E vem alguém que repetidamente diz "A paz esteja convosco".
Parece fácil! No entanto, a paz é anunciada e tornada presente, diante de olhos
atônitos, através das chagas gloriosas abertas e mostradas com clareza. A
surpresa é que justamente quando alguém entra lá dentro das chagas existentes
na vida e na humanidade, e o faz com o mesmo amor que jorra da Cruz de Cristo,
brota também em sua vida e no mundo a paz (Cf. Jo 7, 38-39). Andaremos inquietos
e infelizes enquanto não tivermos a coragem de olhar o mundo e as pessoas do
lado de dentro das chagas de Cristo, e isso quer dizer olhar com amor. Nele se
encontra nossa paz e a paz para o mundo.
Surpresa! Como na criação do mundo Deus soprou sobre a matéria
inerte seu hálito de vida, a nova criação realizada na morte e ressurreição de
Cristo só pode vir com o sopro do Espírito Santo! Vem de fora, do alto, como
dom de Deus! E todas as pretensões humanas de vencer por própria conta, dar mil
palpites sobre tudo, caem por terra e se abre o tempo do Espírito Santo, dom do
Cristo Ressuscitado. Quem se deixa "soprar" com o hálito do
Ressuscitado (Cf. Jo 3, 1-8) nasce de novo, começa sempre de novo, com a
inesgotável coragem nascida da Páscoa de Cristo.

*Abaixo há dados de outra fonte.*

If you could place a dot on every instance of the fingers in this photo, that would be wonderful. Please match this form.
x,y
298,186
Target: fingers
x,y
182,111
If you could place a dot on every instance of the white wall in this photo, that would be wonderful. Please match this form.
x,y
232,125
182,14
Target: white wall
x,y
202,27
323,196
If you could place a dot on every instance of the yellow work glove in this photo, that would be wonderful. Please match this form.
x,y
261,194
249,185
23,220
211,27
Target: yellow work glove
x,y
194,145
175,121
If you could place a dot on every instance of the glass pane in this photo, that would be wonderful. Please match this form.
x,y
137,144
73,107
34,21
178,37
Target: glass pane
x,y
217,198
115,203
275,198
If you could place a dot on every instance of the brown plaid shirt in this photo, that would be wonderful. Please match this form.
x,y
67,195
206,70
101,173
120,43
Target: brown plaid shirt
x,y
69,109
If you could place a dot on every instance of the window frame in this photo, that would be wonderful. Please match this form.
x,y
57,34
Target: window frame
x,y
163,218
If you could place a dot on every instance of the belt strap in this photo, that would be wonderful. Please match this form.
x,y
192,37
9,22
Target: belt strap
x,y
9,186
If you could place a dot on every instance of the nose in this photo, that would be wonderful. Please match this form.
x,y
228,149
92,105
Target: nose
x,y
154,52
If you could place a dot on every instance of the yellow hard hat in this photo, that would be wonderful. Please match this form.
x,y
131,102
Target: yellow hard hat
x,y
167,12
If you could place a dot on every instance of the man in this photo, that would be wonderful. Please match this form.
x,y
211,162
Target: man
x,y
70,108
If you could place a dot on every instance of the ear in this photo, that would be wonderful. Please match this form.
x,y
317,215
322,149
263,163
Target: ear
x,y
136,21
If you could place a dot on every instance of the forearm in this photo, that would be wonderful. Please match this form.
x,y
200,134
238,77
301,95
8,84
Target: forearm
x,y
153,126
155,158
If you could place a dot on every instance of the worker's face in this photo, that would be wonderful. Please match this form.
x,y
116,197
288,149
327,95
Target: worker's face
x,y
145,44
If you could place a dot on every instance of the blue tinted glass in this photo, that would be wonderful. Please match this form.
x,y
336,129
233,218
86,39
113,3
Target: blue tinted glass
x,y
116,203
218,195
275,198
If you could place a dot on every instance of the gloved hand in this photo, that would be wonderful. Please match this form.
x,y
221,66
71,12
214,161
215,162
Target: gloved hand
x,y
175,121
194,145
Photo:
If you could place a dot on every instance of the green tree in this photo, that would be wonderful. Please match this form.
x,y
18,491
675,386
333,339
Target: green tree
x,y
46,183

E ao soprar sobre seus discípulos, Jesus lhes entrega um
poder que sara todas as feridas do mundo, o do perdão: "Recebei o Espírito
Santo. A quem perdoardes os pecados, serão perdoados; a quem os retiverdes,
lhes serão retidos" (Jo 20, 22-23). Justiceiros de plantão ficam
desempregados, ardores de vingança se apagam, contas a pagar são canceladas e
nasce o abraço da reconciliação! Tudo com um sopro! Perdão quer dizer superar
julgamentos e não desistir dos outros nem de nós mesmos. Perdão é considerar
mais importante a pessoa que caiu do que suas eventuais falhas e pecados.

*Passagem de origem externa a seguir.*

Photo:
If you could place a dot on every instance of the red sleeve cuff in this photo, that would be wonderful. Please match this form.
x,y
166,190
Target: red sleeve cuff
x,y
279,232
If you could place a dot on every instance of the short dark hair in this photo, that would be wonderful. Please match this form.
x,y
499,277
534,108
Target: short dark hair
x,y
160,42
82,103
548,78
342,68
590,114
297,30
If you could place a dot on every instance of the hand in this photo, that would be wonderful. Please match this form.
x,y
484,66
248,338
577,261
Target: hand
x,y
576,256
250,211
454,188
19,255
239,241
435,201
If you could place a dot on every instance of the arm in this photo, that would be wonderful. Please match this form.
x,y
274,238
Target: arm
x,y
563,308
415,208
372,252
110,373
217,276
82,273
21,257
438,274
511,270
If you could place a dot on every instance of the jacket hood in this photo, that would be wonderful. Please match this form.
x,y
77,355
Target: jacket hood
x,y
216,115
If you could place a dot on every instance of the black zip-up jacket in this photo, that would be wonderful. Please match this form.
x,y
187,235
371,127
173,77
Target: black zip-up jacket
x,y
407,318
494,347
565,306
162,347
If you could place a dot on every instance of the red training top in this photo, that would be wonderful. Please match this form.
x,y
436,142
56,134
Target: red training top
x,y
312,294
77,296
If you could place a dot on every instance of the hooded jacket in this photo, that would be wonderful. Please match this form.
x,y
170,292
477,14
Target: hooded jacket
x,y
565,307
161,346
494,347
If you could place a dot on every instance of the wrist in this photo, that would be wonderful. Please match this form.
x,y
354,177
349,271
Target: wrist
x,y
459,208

Perdão é acolher com um novo olhar as fragilidades uns dos outros. Numa
palavra, perdão é misericórdia, coração apaixonado pela miséria das pessoas e
do mundo! Neste final de semana, a Igreja celebra justamente a Festa da Divina
Misericórdia! E o Papa Francisco publica a convocação do Ano Santo da
Misericórdia, Jubileu especial para espalhar o perdão, a ser celebrado a partir
da Solenidade da Imaculada Conceição de 2015!
Os detalhes da experiência feita pelos apóstolos não se
esgotam, pois um deles, Tomé, homem ao mesmo tempo da dúvida e da fé, entrou em
cena em nosso nome e conosco, para garantir o nosso assento na festa da
misericórdia e do perdão. Nosso convite e o "bilhete" gratuito de
entrada tem escrito assim: "Bem-aventurados os que não viram, e
creram!" (Jo 20, 29). Sintamo-nos acolhidos, com todas as nossas cargas
pessoais sobre os ombros. Venham conosco as situações sociais nas quais nos
envolvemos, os pesos de uma sociedade marcada pelas cobranças recíprocas, para
a qual perdão e misericórdia significam fraqueza. Se tivermos a coragem de
fazer a experiência da presença do Cristo Ressuscitado, seremos uns para os
outros e para o mundo as surpresas de Deus.